I think moving it down on the shoulder to just above the neckline would look a lot better. I briefly contemplated taking the skirt off, making a new bodice with the longer shoulder strap, but then discarded the idea as folly. No one will see this petticoat when it is worn and I don't think the seam placement will affect the look at all once a dress is over it. But still, something to keep in mind for next time.

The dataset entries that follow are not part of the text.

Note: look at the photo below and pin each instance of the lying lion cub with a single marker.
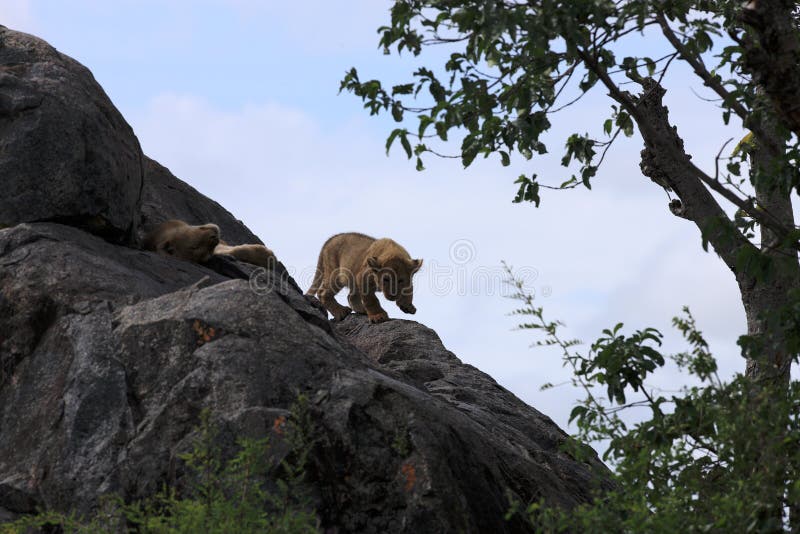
(365, 265)
(198, 243)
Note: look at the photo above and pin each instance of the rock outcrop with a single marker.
(66, 153)
(166, 197)
(108, 354)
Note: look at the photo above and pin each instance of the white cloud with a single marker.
(18, 15)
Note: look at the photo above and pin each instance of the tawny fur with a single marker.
(255, 254)
(364, 265)
(183, 241)
(198, 243)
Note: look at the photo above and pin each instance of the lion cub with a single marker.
(198, 243)
(365, 265)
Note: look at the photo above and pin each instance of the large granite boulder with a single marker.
(166, 197)
(106, 372)
(66, 153)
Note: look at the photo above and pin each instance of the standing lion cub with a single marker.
(198, 243)
(364, 265)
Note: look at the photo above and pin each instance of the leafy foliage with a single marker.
(258, 490)
(715, 456)
(514, 64)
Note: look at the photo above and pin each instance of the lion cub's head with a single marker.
(184, 241)
(394, 280)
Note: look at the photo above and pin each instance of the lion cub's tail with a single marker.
(317, 282)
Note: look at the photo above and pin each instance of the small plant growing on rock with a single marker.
(255, 491)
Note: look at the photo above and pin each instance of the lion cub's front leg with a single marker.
(375, 313)
(355, 301)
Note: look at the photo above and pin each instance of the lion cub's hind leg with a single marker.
(254, 254)
(326, 293)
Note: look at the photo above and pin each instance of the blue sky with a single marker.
(239, 98)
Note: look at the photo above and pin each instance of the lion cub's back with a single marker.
(346, 251)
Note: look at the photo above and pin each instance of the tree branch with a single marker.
(771, 53)
(714, 83)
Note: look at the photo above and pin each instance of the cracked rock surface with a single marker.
(66, 153)
(105, 372)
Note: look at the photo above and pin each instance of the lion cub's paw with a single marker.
(341, 314)
(378, 317)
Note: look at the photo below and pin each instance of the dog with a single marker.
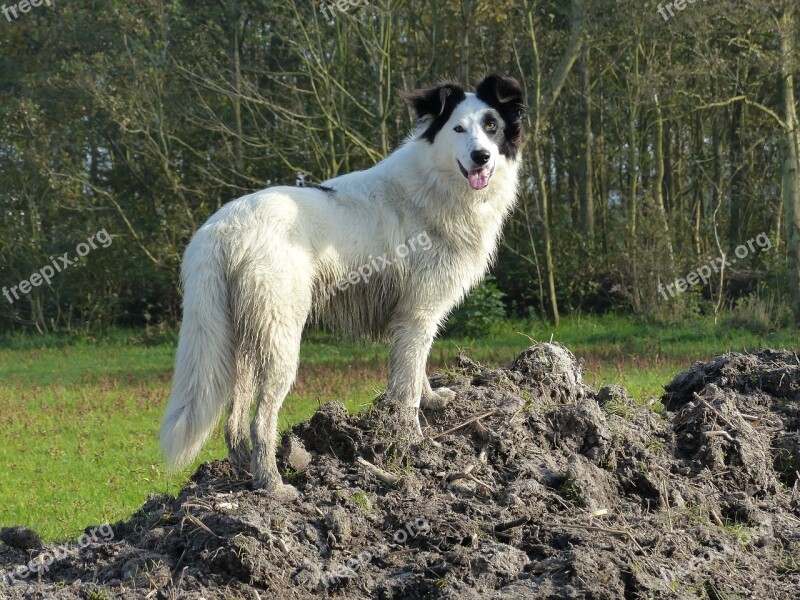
(386, 253)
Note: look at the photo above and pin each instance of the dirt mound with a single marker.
(529, 485)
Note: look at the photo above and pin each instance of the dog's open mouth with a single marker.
(477, 178)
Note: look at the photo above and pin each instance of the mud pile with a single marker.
(530, 485)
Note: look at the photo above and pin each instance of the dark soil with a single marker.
(529, 485)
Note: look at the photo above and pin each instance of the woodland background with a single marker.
(651, 145)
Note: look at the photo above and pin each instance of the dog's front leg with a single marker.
(410, 343)
(436, 399)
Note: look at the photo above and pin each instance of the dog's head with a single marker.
(472, 132)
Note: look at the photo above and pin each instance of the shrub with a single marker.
(480, 312)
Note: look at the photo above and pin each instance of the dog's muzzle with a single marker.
(477, 178)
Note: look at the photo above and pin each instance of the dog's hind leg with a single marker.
(437, 399)
(281, 357)
(237, 431)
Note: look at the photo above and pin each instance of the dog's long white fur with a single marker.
(255, 272)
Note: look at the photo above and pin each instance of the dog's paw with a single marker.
(240, 458)
(438, 399)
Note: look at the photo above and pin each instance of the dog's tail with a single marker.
(205, 364)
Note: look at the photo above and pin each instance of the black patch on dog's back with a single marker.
(505, 96)
(438, 103)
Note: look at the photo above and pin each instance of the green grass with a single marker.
(79, 418)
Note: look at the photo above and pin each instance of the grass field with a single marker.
(79, 418)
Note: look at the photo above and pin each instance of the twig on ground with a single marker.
(467, 422)
(384, 476)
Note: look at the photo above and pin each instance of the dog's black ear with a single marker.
(434, 104)
(504, 94)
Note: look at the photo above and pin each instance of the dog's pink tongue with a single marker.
(479, 178)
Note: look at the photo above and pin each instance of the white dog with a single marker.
(385, 252)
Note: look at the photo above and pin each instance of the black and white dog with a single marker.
(384, 252)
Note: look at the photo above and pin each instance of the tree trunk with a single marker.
(585, 163)
(791, 166)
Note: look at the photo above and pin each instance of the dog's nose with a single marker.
(480, 157)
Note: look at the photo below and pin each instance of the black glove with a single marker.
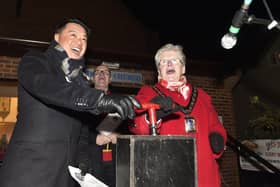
(84, 169)
(167, 106)
(123, 105)
(216, 142)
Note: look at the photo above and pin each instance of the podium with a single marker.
(156, 161)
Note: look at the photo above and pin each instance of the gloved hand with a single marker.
(123, 105)
(167, 106)
(84, 169)
(216, 142)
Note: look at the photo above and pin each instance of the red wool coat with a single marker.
(206, 122)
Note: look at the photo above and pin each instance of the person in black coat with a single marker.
(53, 96)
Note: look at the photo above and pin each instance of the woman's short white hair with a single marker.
(170, 47)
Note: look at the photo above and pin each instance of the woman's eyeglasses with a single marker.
(174, 61)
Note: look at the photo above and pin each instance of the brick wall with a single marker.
(221, 98)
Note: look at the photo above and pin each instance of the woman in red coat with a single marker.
(185, 110)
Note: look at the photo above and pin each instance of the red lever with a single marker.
(152, 107)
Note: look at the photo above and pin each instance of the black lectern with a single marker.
(156, 161)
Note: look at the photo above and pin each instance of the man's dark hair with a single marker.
(62, 24)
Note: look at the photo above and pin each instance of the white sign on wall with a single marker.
(267, 149)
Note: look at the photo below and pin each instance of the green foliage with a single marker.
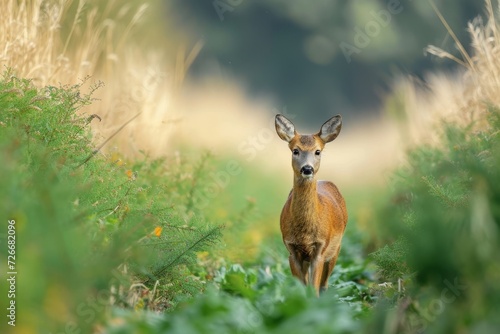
(254, 300)
(443, 229)
(90, 227)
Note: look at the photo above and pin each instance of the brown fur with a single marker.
(313, 219)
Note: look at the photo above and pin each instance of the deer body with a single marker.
(314, 216)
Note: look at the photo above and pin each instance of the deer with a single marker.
(314, 217)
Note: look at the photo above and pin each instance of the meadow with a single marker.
(127, 222)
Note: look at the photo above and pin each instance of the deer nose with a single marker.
(307, 170)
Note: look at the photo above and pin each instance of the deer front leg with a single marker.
(297, 263)
(316, 266)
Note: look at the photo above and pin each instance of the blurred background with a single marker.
(183, 145)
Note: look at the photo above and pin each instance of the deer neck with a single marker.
(305, 197)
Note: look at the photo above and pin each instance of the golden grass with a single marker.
(462, 97)
(57, 42)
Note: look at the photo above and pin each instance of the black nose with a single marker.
(307, 170)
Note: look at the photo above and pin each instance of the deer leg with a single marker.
(327, 270)
(297, 263)
(316, 266)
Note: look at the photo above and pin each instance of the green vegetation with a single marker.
(100, 238)
(90, 227)
(109, 244)
(444, 217)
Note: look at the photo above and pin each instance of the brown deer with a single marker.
(314, 217)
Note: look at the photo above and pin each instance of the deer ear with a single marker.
(284, 128)
(331, 129)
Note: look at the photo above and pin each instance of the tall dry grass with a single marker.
(56, 42)
(463, 96)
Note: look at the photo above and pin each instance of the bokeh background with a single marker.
(184, 177)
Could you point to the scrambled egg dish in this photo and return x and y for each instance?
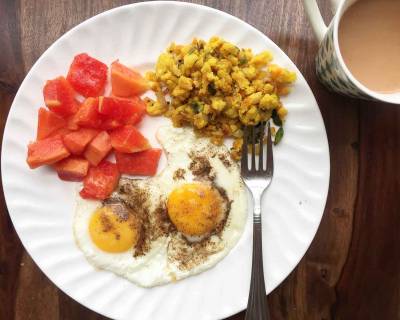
(216, 88)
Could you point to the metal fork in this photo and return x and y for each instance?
(257, 178)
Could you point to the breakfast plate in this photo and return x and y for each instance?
(42, 208)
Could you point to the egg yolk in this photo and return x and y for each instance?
(195, 209)
(112, 232)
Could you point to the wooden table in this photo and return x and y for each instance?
(352, 269)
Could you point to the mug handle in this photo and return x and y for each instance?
(315, 17)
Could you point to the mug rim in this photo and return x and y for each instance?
(393, 98)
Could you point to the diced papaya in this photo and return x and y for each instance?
(76, 141)
(128, 139)
(87, 75)
(59, 97)
(127, 111)
(72, 168)
(88, 115)
(46, 151)
(48, 122)
(71, 123)
(143, 163)
(110, 124)
(126, 82)
(100, 181)
(98, 148)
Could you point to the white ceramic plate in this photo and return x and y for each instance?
(41, 206)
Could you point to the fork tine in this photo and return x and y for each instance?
(270, 156)
(261, 153)
(253, 148)
(244, 160)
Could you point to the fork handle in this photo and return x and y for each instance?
(257, 306)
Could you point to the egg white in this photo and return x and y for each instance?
(155, 267)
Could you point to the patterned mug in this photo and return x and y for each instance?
(331, 69)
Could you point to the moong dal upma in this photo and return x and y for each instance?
(216, 88)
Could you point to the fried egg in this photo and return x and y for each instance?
(165, 228)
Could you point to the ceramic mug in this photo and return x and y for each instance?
(331, 69)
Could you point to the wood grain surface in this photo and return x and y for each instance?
(352, 269)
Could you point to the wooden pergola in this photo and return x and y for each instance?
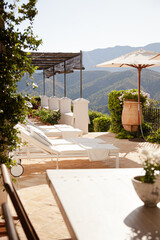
(52, 63)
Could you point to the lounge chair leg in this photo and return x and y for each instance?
(117, 160)
(57, 163)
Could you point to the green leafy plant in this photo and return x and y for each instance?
(92, 116)
(154, 137)
(14, 63)
(133, 94)
(102, 124)
(116, 111)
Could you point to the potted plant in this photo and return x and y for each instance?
(148, 186)
(14, 63)
(129, 99)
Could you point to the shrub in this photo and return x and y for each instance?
(102, 124)
(92, 116)
(116, 111)
(133, 94)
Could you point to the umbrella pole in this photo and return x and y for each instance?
(139, 89)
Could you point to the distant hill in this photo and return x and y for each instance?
(99, 82)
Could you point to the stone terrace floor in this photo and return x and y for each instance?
(38, 199)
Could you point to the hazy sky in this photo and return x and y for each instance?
(74, 25)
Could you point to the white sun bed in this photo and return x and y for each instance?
(57, 130)
(94, 149)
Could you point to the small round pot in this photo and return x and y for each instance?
(149, 193)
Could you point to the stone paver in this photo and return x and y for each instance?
(38, 199)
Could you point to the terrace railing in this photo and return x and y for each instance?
(152, 116)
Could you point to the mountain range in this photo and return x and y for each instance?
(99, 82)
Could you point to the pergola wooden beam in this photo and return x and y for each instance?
(48, 60)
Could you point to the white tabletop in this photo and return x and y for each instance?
(100, 204)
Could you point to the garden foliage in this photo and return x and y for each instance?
(14, 44)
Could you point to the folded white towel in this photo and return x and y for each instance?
(96, 151)
(69, 133)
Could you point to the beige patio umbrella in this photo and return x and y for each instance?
(139, 59)
(157, 57)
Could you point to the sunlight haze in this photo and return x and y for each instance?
(71, 25)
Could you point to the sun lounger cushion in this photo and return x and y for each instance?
(39, 135)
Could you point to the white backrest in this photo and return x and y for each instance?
(53, 103)
(44, 101)
(65, 105)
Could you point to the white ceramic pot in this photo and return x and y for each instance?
(149, 193)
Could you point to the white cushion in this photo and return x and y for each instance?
(40, 136)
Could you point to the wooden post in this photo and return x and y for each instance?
(44, 91)
(80, 74)
(64, 79)
(53, 82)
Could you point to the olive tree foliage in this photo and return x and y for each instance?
(15, 43)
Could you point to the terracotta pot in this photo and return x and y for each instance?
(149, 193)
(130, 115)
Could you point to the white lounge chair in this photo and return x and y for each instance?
(57, 130)
(94, 149)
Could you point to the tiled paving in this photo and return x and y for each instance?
(38, 199)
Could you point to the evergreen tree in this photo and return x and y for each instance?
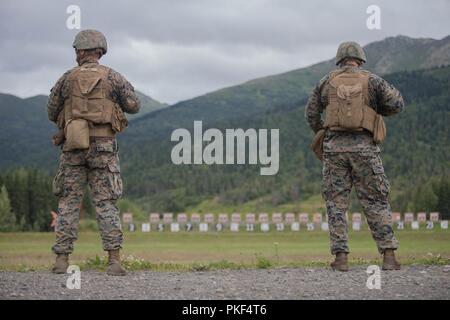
(7, 218)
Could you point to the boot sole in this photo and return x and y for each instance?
(390, 268)
(339, 269)
(116, 274)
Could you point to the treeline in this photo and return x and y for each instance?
(415, 155)
(26, 200)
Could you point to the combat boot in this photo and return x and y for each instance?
(114, 267)
(389, 261)
(61, 263)
(340, 263)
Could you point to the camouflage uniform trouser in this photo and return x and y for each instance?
(366, 172)
(98, 166)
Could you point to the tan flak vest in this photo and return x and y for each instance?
(88, 111)
(348, 105)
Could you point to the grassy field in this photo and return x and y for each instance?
(202, 251)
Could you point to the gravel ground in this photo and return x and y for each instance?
(412, 282)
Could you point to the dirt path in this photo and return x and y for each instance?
(413, 282)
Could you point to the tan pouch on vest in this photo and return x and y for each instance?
(317, 144)
(77, 135)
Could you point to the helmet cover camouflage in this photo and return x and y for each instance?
(90, 39)
(350, 49)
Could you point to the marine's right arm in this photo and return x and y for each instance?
(58, 95)
(123, 92)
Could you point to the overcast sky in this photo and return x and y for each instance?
(176, 50)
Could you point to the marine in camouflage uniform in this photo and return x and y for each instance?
(97, 166)
(352, 158)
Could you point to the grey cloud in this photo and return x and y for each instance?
(175, 50)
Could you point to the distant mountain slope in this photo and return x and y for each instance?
(417, 149)
(387, 56)
(148, 105)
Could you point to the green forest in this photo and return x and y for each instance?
(416, 153)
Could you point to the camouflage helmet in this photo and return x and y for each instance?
(350, 49)
(90, 39)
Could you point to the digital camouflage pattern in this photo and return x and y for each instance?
(97, 166)
(90, 39)
(122, 92)
(350, 49)
(365, 171)
(352, 158)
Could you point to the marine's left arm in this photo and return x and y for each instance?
(388, 99)
(124, 93)
(314, 108)
(56, 98)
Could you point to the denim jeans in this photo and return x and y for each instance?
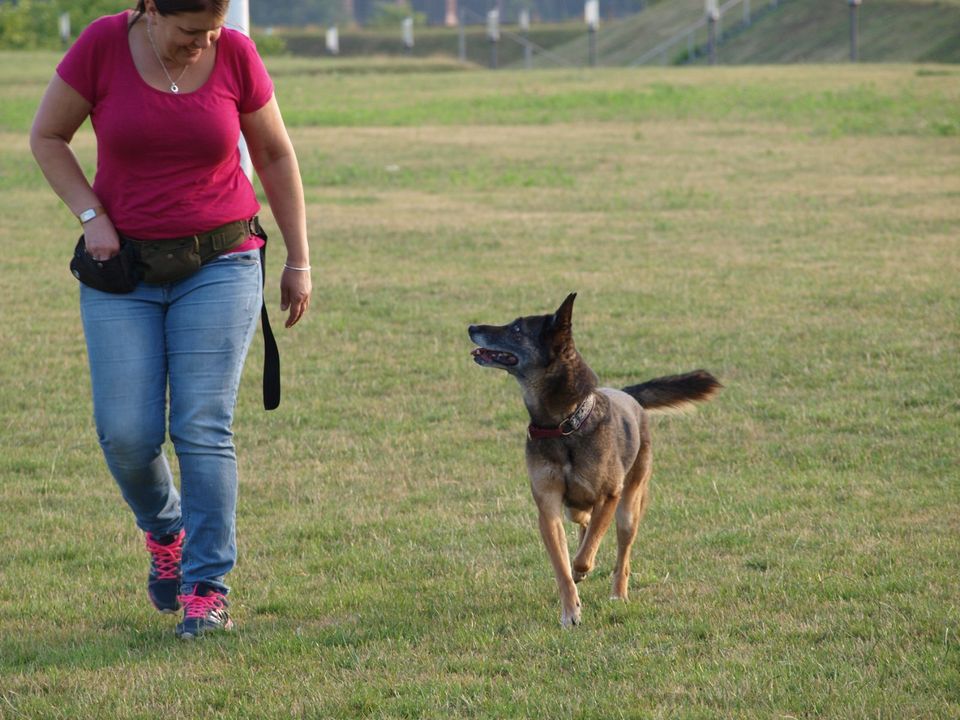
(192, 337)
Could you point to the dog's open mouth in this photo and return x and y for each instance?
(485, 356)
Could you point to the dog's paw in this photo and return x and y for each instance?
(570, 618)
(579, 575)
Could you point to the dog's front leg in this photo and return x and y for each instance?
(600, 519)
(555, 540)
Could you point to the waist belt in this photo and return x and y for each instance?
(169, 260)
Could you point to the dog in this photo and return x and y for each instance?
(588, 447)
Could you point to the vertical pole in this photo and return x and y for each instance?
(713, 15)
(591, 13)
(238, 17)
(493, 32)
(525, 33)
(854, 30)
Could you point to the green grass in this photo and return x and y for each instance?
(794, 230)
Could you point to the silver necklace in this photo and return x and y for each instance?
(174, 88)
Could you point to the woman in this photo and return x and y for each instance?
(168, 90)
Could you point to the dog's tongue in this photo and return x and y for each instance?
(485, 355)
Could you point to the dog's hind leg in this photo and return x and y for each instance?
(630, 511)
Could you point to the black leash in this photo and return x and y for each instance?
(271, 354)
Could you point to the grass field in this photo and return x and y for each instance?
(795, 230)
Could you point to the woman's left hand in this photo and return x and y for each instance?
(295, 290)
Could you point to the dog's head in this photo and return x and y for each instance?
(528, 344)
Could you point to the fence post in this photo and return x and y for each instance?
(591, 13)
(407, 30)
(493, 33)
(854, 30)
(524, 21)
(713, 15)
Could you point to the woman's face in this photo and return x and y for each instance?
(184, 37)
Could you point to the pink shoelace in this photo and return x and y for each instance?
(200, 606)
(166, 558)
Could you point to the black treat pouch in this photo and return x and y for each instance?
(119, 274)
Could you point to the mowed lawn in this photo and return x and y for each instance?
(794, 230)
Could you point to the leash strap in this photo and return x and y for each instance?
(271, 354)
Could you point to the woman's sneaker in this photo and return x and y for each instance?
(204, 611)
(163, 583)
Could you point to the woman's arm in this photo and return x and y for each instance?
(62, 110)
(276, 164)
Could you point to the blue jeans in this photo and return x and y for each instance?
(191, 336)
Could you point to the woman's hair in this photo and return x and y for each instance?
(175, 7)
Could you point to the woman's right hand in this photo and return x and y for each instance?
(100, 238)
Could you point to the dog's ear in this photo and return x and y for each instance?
(560, 324)
(563, 318)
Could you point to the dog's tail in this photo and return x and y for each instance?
(675, 392)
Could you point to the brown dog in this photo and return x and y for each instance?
(588, 448)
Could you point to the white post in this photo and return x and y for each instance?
(238, 17)
(64, 27)
(333, 40)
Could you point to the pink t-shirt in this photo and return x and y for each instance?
(167, 164)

I now wash my hands of this May regency project. I look forward to getting started on patterning the gown in the next week or so. But I can take my time as there is no rush for it, as long as it is done by the end of June!


UPDATE 27 JUNE 2012
June Regency Project: Apron ~ Skirt and Finishing


The apron is done. It is June 26th. I made it. I did it, with four days to spare. Woo-ha. Now that certainly will inspire me to get next month's project done *early* in the month! Because, who knows, maybe sometime in the late part of next month I'll be kinda occupied with a new little person. (Although, knowing my luck, she won't appear til the latest possible date sometime in late August! Which would totally stink because we have two events late next month to attend and I'd prefer to be somewhat comfortable by that time. . .)


So anyway, to pick up where I left off, we start with the skirt. I don't know the actual dimensions of the skirt. I just eyeballed it. It is a plain rectangle and I hemmed it narrowly on the sides and with a 1.5" hem at the bottom. As per usual, I did all the stitches that will show from the outside by hand:

I decided to leave the front of the apron flat as it seemed to be more flattering than having gathers or pleats all the way across. The extra fullness in the width of the apron was taken up in three pleats on either side, and the waistband was sewn to the top edge:


Then the bib was sewn on:


To finish the waistband on the inside, I cut a strip of white cotton and sewed it to the outer waistband, creating a facing. This also helps strengthen the waistband and prevents it from stretching.


And lastly, to fasten the back, I sewed on two hook and eyes:


I TOTALLY love this apron! It works just as well over modern clothes as it does over period garments and it covers everything that normally would get stained. I am pretty sure I am going to be making another one to use for modern life. The two aprons that get rotated in my kitchen are sadly past their prime.